GTx aims to begin two mid-stage trials of the drug early next year. One is to be in patients diagnosed with advanced prostate cancer and another in those who have failed to respond to injectable drugs, like Lupron, used to treat the cancer by reducing the amount of testosterone made by the body.
Most types of prostate cancer need the male hormone testosterone to grow and spread.
The trial with 60 healthy volunteers found that medical castration was achieved in subjects given either 1,000 mg or 1,500 mg of the drug, called GTx-758, but not a lower dose of 600 mg.
The company said the percentage of treatment-compliant subjects receiving 1,500 mg who achieved medical castration was comparable to rates seen with treatments like Lupron. Castration was seen in these subjects within three weeks.
No flares in testosterone levels were observed, and no serious side effects were reported.
GTx also said the drug increased levels of sex hormone binding globulin, a protein that binds to testosterone, thus reducing levels of free testosterone — the form of the hormone prostate cancer cells use for growth.
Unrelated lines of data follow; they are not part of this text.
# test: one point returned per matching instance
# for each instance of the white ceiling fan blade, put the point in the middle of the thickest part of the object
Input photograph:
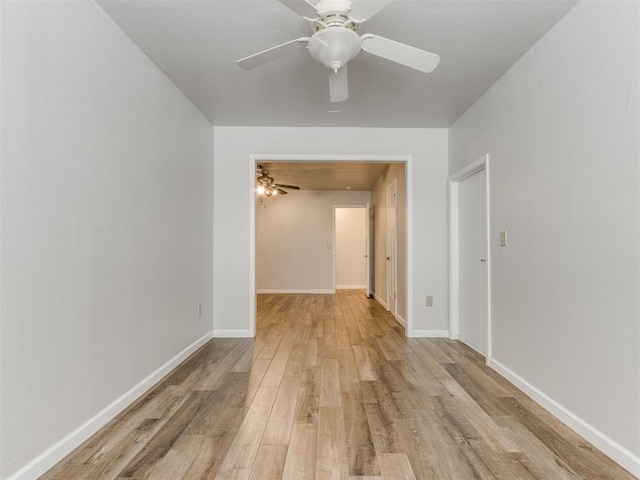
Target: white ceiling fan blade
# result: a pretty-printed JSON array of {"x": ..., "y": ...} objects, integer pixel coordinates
[
  {"x": 273, "y": 53},
  {"x": 363, "y": 10},
  {"x": 304, "y": 8},
  {"x": 400, "y": 53},
  {"x": 338, "y": 85}
]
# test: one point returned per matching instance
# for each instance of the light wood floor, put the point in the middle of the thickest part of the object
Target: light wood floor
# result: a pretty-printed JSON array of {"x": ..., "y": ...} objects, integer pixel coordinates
[{"x": 331, "y": 389}]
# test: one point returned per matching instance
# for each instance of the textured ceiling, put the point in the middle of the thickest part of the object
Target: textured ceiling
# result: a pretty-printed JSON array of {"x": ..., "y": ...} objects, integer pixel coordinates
[{"x": 196, "y": 43}]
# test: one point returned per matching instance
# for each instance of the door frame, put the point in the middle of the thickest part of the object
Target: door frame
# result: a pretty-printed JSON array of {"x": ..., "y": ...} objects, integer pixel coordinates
[
  {"x": 392, "y": 257},
  {"x": 454, "y": 180},
  {"x": 255, "y": 159},
  {"x": 333, "y": 257}
]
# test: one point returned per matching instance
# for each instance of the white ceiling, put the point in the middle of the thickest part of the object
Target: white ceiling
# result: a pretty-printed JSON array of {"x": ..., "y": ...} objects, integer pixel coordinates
[{"x": 196, "y": 44}]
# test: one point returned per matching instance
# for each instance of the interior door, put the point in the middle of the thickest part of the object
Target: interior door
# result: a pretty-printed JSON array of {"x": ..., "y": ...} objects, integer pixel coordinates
[
  {"x": 472, "y": 251},
  {"x": 368, "y": 250}
]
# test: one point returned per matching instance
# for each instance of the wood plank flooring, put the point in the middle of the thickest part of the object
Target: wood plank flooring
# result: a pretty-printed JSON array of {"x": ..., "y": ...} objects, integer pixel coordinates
[{"x": 331, "y": 388}]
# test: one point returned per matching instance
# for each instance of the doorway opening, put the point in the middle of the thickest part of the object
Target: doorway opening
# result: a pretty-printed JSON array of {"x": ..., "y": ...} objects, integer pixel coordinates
[
  {"x": 470, "y": 262},
  {"x": 404, "y": 160}
]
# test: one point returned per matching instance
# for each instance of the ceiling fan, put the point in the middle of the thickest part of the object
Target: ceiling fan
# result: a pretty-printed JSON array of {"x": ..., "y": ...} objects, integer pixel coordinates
[
  {"x": 335, "y": 41},
  {"x": 265, "y": 185}
]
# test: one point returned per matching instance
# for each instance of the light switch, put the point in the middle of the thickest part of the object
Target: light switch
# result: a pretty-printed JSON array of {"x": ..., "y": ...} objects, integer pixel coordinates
[{"x": 503, "y": 238}]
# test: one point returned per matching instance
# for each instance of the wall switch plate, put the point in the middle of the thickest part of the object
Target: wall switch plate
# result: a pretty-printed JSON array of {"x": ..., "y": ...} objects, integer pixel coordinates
[{"x": 503, "y": 238}]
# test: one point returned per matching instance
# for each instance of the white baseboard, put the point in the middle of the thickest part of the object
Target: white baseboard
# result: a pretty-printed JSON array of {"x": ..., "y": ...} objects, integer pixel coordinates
[
  {"x": 429, "y": 334},
  {"x": 231, "y": 334},
  {"x": 381, "y": 302},
  {"x": 610, "y": 447},
  {"x": 62, "y": 448},
  {"x": 301, "y": 291}
]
In the 1970s, advanced prostate cancer was treated with a drug called diethylstilbestrol (DES), a synthetic form of estrogen that suppresses the production and effects of testosterone.
DES works well, but can cause dangerous side effects such as blood clots, according to GTx Chief Executive Officer Mitchell Steiner. GTx-758 is an oral compound designed like DES to bind to estrogen receptors in the brain, but not to receptors on blood platelets, he explained.
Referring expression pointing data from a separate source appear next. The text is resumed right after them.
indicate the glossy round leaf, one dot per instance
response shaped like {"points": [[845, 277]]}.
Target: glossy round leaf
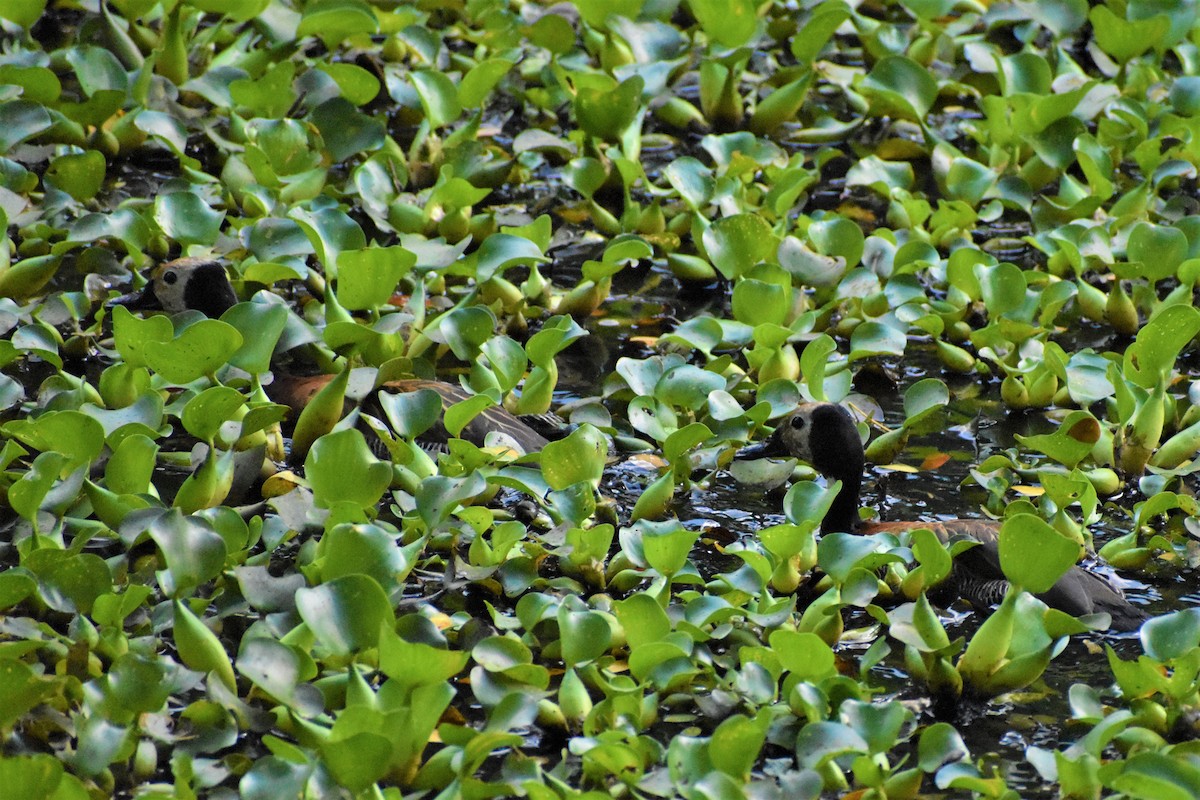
{"points": [[341, 469], [1033, 554], [347, 613]]}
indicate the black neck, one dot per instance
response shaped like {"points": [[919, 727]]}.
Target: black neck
{"points": [[843, 515]]}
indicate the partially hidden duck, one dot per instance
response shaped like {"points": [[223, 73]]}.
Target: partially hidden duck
{"points": [[825, 435], [203, 284]]}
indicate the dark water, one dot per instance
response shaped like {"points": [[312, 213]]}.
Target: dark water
{"points": [[973, 426]]}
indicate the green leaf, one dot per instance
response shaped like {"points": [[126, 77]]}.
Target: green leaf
{"points": [[1171, 636], [334, 20], [187, 218], [737, 242], [81, 175], [730, 23], [439, 97], [341, 469], [899, 86], [346, 614], [607, 113], [1033, 554], [580, 457], [366, 278], [199, 350], [19, 120]]}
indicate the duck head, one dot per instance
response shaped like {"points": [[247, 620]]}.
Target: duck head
{"points": [[186, 283], [825, 435]]}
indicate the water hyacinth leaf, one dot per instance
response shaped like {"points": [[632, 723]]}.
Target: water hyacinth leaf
{"points": [[366, 278], [334, 20], [1033, 554], [207, 411], [655, 498], [688, 386], [1149, 360], [165, 127], [666, 545], [780, 106], [1171, 636], [643, 620], [187, 218], [198, 352], [1127, 38], [969, 180], [839, 553], [923, 398], [192, 551], [81, 175], [439, 495], [729, 24], [873, 338], [679, 441], [737, 242], [19, 120], [71, 582], [1071, 443], [28, 276], [199, 648], [358, 85], [807, 503], [501, 252], [580, 457], [15, 587], [805, 655], [508, 361], [277, 671], [411, 414], [757, 301], [737, 743], [1001, 287], [414, 663], [438, 95], [345, 130], [1157, 776], [261, 326], [940, 744], [586, 636], [77, 437], [270, 95], [21, 690], [358, 759], [819, 743], [880, 725], [209, 485], [28, 493], [480, 79], [1158, 248], [341, 469], [899, 86], [819, 30], [346, 614], [329, 230], [552, 338], [606, 113], [366, 549], [809, 266], [36, 777]]}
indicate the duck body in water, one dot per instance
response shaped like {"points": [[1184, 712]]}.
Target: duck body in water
{"points": [[203, 284], [825, 435]]}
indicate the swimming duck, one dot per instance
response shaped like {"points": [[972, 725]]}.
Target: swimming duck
{"points": [[825, 435], [203, 284]]}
As a selective estrogen receptor alpha agonist, GTx-758 has the potential to achieve medical castration by inhibition of the pituitary and hypothalamus without bone loss or hot flashes, the company says.
“The big game changer was going from surgery to a shot,” Steiner said, referring to the fact that surgical castration has become a less common treatment for prostate cancer. “Now we could go from a shot to an oral drug with fewer side effects.”
The American Cancer Society projects that nearly 218,000 Americans will be diagnosed with prostate cancer this year.
GTx said it expects to report full results from the trial at upcoming medical meetings.